# How do you write equation of a line in slope-intercept form that has a slope of -1/4 and passes through the point (8, -1)?

##### 1 Answer
Mar 5, 2017

$y = \textcolor{red}{- \frac{1}{4}} x + \textcolor{b l u e}{1}$

#### Explanation:

First, we can write an equation in point-slope form.

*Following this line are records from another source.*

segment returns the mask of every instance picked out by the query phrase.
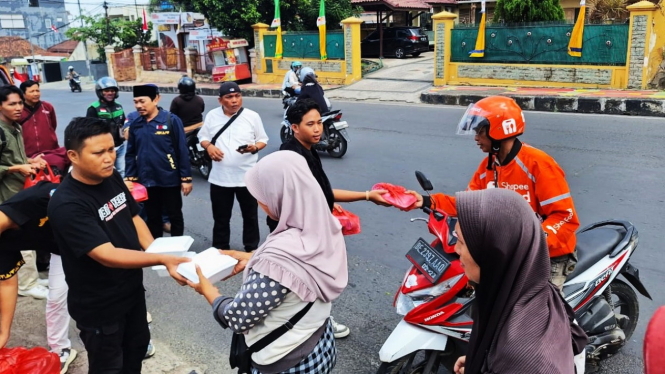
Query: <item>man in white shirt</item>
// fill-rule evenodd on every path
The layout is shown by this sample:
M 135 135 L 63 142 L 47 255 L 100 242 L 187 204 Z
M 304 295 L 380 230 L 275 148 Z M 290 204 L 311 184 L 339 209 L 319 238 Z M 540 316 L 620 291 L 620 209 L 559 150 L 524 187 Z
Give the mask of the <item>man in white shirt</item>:
M 198 134 L 201 146 L 214 161 L 208 178 L 215 220 L 212 245 L 230 248 L 231 213 L 237 198 L 243 218 L 242 240 L 249 252 L 259 245 L 258 203 L 244 179 L 259 159 L 256 153 L 268 143 L 268 135 L 259 114 L 242 107 L 242 92 L 235 82 L 222 83 L 218 100 L 220 107 L 206 115 Z M 233 122 L 226 126 L 229 121 Z

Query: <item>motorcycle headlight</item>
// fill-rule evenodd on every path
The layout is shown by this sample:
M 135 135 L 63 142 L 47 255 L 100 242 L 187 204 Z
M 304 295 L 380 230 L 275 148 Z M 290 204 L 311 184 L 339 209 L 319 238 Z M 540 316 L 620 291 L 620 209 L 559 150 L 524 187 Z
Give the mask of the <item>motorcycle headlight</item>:
M 443 295 L 444 293 L 450 291 L 464 274 L 456 275 L 452 278 L 446 279 L 445 281 L 434 285 L 430 288 L 425 288 L 422 290 L 414 291 L 409 294 L 400 293 L 397 297 L 397 302 L 395 303 L 395 309 L 397 314 L 407 315 L 415 307 L 420 306 L 426 302 L 432 301 L 435 298 Z

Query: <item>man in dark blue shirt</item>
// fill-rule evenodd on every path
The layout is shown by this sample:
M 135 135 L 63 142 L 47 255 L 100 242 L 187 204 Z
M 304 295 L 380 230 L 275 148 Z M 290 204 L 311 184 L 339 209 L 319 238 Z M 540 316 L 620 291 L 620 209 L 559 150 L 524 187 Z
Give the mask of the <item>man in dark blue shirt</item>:
M 162 211 L 171 221 L 171 236 L 182 236 L 182 194 L 192 192 L 192 170 L 182 121 L 158 107 L 155 85 L 134 86 L 134 106 L 139 116 L 130 116 L 125 180 L 148 190 L 144 203 L 148 228 L 155 238 L 164 233 Z

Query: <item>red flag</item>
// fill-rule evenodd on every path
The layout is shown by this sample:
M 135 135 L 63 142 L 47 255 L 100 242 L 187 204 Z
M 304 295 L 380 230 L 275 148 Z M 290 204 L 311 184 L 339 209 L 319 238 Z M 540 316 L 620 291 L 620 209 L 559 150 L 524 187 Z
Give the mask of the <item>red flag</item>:
M 145 8 L 143 8 L 143 32 L 148 32 L 148 19 L 145 16 Z

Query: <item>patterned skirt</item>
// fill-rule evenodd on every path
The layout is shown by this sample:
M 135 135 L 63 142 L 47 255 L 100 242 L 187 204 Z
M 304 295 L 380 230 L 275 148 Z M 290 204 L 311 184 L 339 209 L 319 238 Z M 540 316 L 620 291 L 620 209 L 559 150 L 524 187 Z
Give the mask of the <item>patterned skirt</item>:
M 328 374 L 332 373 L 337 361 L 337 348 L 335 347 L 335 336 L 333 335 L 333 326 L 328 319 L 326 331 L 319 339 L 319 342 L 307 357 L 303 358 L 298 365 L 279 374 Z M 252 374 L 261 374 L 260 371 L 252 368 Z

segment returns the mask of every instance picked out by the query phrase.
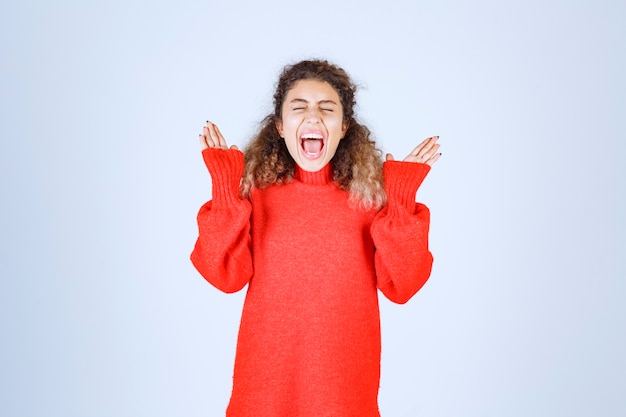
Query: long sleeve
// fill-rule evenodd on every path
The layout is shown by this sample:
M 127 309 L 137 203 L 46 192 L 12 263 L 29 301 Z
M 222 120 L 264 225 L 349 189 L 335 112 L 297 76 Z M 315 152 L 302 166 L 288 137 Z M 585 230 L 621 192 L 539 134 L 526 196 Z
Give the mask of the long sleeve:
M 250 202 L 239 195 L 243 154 L 208 148 L 202 152 L 211 174 L 212 200 L 198 213 L 198 239 L 191 261 L 221 291 L 242 289 L 252 276 Z
M 415 202 L 417 189 L 429 171 L 429 165 L 412 162 L 388 161 L 383 165 L 388 203 L 371 226 L 376 279 L 382 293 L 399 304 L 422 288 L 432 268 L 430 212 Z

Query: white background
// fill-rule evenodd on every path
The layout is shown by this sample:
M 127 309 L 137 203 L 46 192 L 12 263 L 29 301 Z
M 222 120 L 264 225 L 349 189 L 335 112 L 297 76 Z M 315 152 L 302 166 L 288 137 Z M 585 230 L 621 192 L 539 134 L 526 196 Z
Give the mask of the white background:
M 0 414 L 219 416 L 243 292 L 193 269 L 197 135 L 243 146 L 328 58 L 418 200 L 430 281 L 381 298 L 393 416 L 626 415 L 621 1 L 0 6 Z

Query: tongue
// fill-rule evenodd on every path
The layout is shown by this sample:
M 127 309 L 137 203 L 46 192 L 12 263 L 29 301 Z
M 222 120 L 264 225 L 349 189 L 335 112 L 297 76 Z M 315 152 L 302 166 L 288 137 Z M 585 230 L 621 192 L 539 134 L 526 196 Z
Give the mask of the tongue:
M 320 153 L 322 150 L 322 140 L 321 139 L 305 139 L 302 143 L 304 147 L 304 151 L 310 154 Z

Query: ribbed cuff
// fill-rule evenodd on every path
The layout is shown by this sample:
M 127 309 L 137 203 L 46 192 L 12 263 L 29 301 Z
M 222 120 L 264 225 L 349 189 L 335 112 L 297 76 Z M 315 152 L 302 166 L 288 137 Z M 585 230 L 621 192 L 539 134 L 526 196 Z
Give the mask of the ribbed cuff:
M 213 206 L 239 199 L 243 153 L 236 149 L 207 148 L 202 151 L 202 158 L 211 174 Z
M 383 177 L 389 207 L 404 207 L 411 212 L 415 210 L 415 194 L 429 171 L 428 164 L 386 161 Z

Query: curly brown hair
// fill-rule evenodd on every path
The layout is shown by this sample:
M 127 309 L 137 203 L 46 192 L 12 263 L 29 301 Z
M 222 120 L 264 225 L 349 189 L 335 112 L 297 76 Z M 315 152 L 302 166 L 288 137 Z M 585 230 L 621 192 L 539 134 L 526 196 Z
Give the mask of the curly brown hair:
M 325 60 L 301 61 L 283 69 L 274 93 L 274 113 L 263 119 L 259 132 L 244 150 L 242 195 L 249 197 L 254 187 L 284 184 L 293 179 L 296 163 L 280 137 L 276 121 L 282 119 L 287 93 L 300 80 L 327 82 L 339 95 L 348 130 L 331 160 L 334 181 L 350 193 L 352 202 L 365 208 L 382 207 L 386 202 L 382 152 L 371 138 L 370 130 L 355 118 L 356 85 L 342 68 Z

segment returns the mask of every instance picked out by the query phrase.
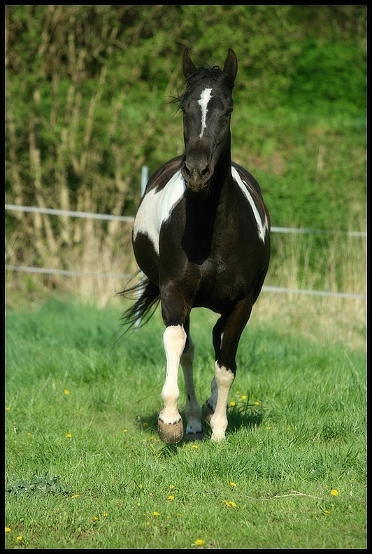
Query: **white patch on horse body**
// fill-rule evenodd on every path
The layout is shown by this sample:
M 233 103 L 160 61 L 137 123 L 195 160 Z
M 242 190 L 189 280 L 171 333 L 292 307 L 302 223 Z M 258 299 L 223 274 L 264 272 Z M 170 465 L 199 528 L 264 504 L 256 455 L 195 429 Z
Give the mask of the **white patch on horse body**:
M 134 220 L 134 239 L 136 239 L 138 233 L 144 233 L 159 254 L 159 234 L 162 223 L 168 219 L 185 189 L 185 180 L 180 169 L 161 190 L 157 191 L 155 187 L 148 192 L 142 200 Z
M 200 99 L 198 100 L 198 104 L 201 108 L 201 131 L 200 132 L 200 134 L 199 136 L 199 138 L 201 138 L 203 136 L 203 133 L 204 132 L 204 129 L 206 127 L 206 119 L 208 113 L 208 103 L 212 98 L 212 94 L 210 94 L 211 92 L 212 89 L 204 89 L 200 95 Z
M 255 204 L 255 201 L 253 200 L 253 199 L 252 199 L 252 196 L 250 195 L 250 192 L 249 192 L 249 190 L 248 189 L 247 183 L 241 179 L 239 173 L 238 173 L 238 171 L 236 171 L 235 167 L 233 167 L 232 166 L 231 166 L 231 174 L 232 174 L 233 178 L 234 179 L 234 180 L 236 181 L 236 183 L 238 183 L 238 185 L 241 187 L 242 192 L 244 193 L 244 195 L 245 196 L 247 200 L 248 201 L 248 202 L 250 204 L 250 207 L 252 208 L 252 209 L 253 211 L 253 215 L 255 215 L 255 218 L 256 219 L 256 222 L 257 223 L 257 230 L 258 230 L 258 234 L 259 235 L 259 238 L 261 239 L 261 240 L 262 241 L 262 242 L 264 244 L 265 243 L 265 234 L 266 234 L 266 231 L 268 230 L 268 228 L 269 228 L 266 217 L 265 215 L 264 221 L 262 221 L 262 220 L 261 219 L 261 217 L 259 215 L 259 213 L 258 212 L 258 210 L 257 210 L 257 208 L 256 206 L 256 204 Z

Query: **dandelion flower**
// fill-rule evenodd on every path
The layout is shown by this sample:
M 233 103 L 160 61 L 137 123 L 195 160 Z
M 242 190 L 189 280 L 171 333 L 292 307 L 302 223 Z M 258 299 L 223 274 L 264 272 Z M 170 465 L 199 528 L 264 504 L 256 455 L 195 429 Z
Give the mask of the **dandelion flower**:
M 196 546 L 203 546 L 205 544 L 206 541 L 203 539 L 196 539 L 194 543 Z
M 223 502 L 224 505 L 228 506 L 229 508 L 236 508 L 236 504 L 234 500 L 224 500 Z

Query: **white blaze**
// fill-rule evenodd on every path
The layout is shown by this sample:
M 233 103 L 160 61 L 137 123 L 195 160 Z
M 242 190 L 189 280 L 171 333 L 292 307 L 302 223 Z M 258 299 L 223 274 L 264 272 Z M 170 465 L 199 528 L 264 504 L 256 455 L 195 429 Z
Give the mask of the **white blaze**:
M 212 94 L 210 94 L 211 92 L 212 89 L 204 89 L 200 95 L 200 99 L 198 100 L 198 104 L 201 108 L 201 131 L 200 132 L 200 134 L 199 136 L 199 138 L 201 138 L 203 136 L 203 133 L 204 132 L 204 129 L 206 128 L 206 118 L 207 117 L 208 113 L 208 103 L 212 98 Z

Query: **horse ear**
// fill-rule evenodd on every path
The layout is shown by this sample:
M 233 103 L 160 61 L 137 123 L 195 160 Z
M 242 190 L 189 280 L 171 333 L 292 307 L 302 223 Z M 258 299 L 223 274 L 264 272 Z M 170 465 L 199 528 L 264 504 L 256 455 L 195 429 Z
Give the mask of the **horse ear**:
M 234 83 L 238 73 L 238 58 L 236 57 L 236 54 L 231 48 L 229 48 L 227 57 L 224 60 L 224 71 L 227 73 Z
M 189 55 L 189 49 L 185 48 L 183 50 L 183 56 L 182 58 L 182 71 L 185 79 L 189 77 L 194 71 L 196 71 L 196 66 L 191 61 Z

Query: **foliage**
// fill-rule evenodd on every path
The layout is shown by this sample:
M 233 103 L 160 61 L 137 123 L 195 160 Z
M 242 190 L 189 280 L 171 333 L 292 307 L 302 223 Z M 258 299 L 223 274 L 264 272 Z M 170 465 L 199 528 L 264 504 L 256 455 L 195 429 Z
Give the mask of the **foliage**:
M 233 158 L 273 225 L 363 225 L 366 27 L 365 6 L 7 6 L 6 201 L 133 215 L 141 167 L 183 150 L 184 48 L 221 64 L 231 46 Z M 6 225 L 9 264 L 69 269 L 72 253 L 82 271 L 114 266 L 127 230 L 21 212 Z
M 71 489 L 62 483 L 59 475 L 45 475 L 41 477 L 34 475 L 29 481 L 19 481 L 7 485 L 6 492 L 10 496 L 20 497 L 30 493 L 50 493 L 52 495 L 67 495 Z
M 365 548 L 365 336 L 362 346 L 341 338 L 340 318 L 355 312 L 330 301 L 334 315 L 323 304 L 320 313 L 331 340 L 309 304 L 289 297 L 287 315 L 252 319 L 218 445 L 157 436 L 159 313 L 123 336 L 113 306 L 55 299 L 8 310 L 6 486 L 17 494 L 6 495 L 6 548 Z M 275 297 L 267 304 L 278 308 Z M 215 315 L 193 313 L 203 402 Z M 180 390 L 183 414 L 182 374 Z M 19 494 L 36 467 L 45 476 Z M 63 480 L 69 492 L 48 491 Z

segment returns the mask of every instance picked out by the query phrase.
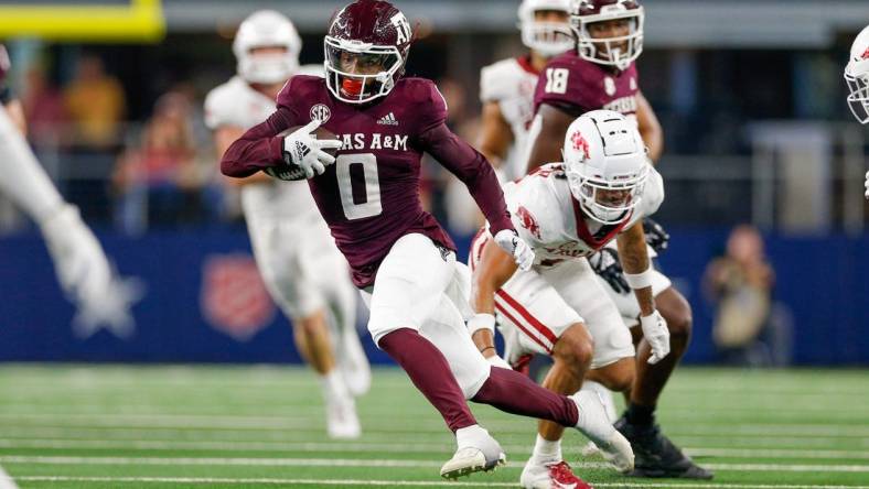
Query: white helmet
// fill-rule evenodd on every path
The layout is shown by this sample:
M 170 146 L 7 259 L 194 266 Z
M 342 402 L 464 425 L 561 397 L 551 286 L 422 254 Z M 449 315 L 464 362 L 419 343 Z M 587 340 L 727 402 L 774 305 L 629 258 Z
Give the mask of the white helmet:
M 558 10 L 570 13 L 570 0 L 523 0 L 519 6 L 522 43 L 546 57 L 570 51 L 576 40 L 570 23 L 538 21 L 534 13 L 540 10 Z
M 286 53 L 251 54 L 257 47 L 286 47 Z M 233 42 L 233 53 L 238 59 L 238 75 L 254 84 L 286 82 L 299 69 L 302 40 L 287 17 L 273 10 L 251 13 Z
M 845 67 L 848 83 L 848 107 L 861 124 L 869 122 L 869 26 L 851 44 L 851 56 Z
M 589 32 L 590 24 L 620 19 L 631 22 L 625 35 L 601 39 Z M 579 56 L 619 69 L 626 69 L 643 53 L 644 22 L 645 12 L 639 0 L 573 0 L 570 11 L 570 26 L 577 36 Z M 626 48 L 621 50 L 621 44 L 626 44 Z
M 642 200 L 648 156 L 636 123 L 612 110 L 583 113 L 565 135 L 565 174 L 586 215 L 614 225 Z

The point-slope formula states: $\left(y - \textcolor{red}{{y}_{1}}\right) = \textcolor{b l u e}{m} \left(x - \textcolor{red}{{x}_{1}}\right)$

Where $\textcolor{b l u e}{m}$ is the slope and $\textcolor{red}{\left(\left({x}_{1} , {y}_{1}\right)\right)}$ is a point the line passes through.

Substituting the slope and point from the problem gives:

$\left(y - \textcolor{red}{- 1}\right) = \textcolor{b l u e}{- \frac{1}{4}} \left(x - \textcolor{red}{8}\right)$

$\left(y + \textcolor{red}{1}\right) = \textcolor{b l u e}{- \frac{1}{4}} \left(x - \textcolor{red}{8}\right)$

The slope-intercept form of a linear equation is: $y = \textcolor{red}{m} x + \textcolor{b l u e}{b}$

Where $\textcolor{red}{m}$ is the slope and $\textcolor{b l u e}{b}$ is the y-intercept value.

We can now solve the point-slope form of the equation for $y$ to put it in slope-intercept form.

$y + \textcolor{red}{1} = \left(\textcolor{b l u e}{- \frac{1}{4}} \times x\right) - \left(\textcolor{b l u e}{- \frac{1}{4}} \times \textcolor{red}{8}\right)$

$y + \textcolor{red}{1} = - \frac{1}{4} x - \left(- \frac{8}{4}\right)$

$y + \textcolor{red}{1} = - \frac{1}{4} x + 2$

$y + \textcolor{red}{1} - 1 = - \frac{1}{4} x + 2 - 1$

$y + 0 = - \frac{1}{4} x + 1$

$y = \textcolor{red}{- \frac{1}{4}} x + \textcolor{b l u e}{1}$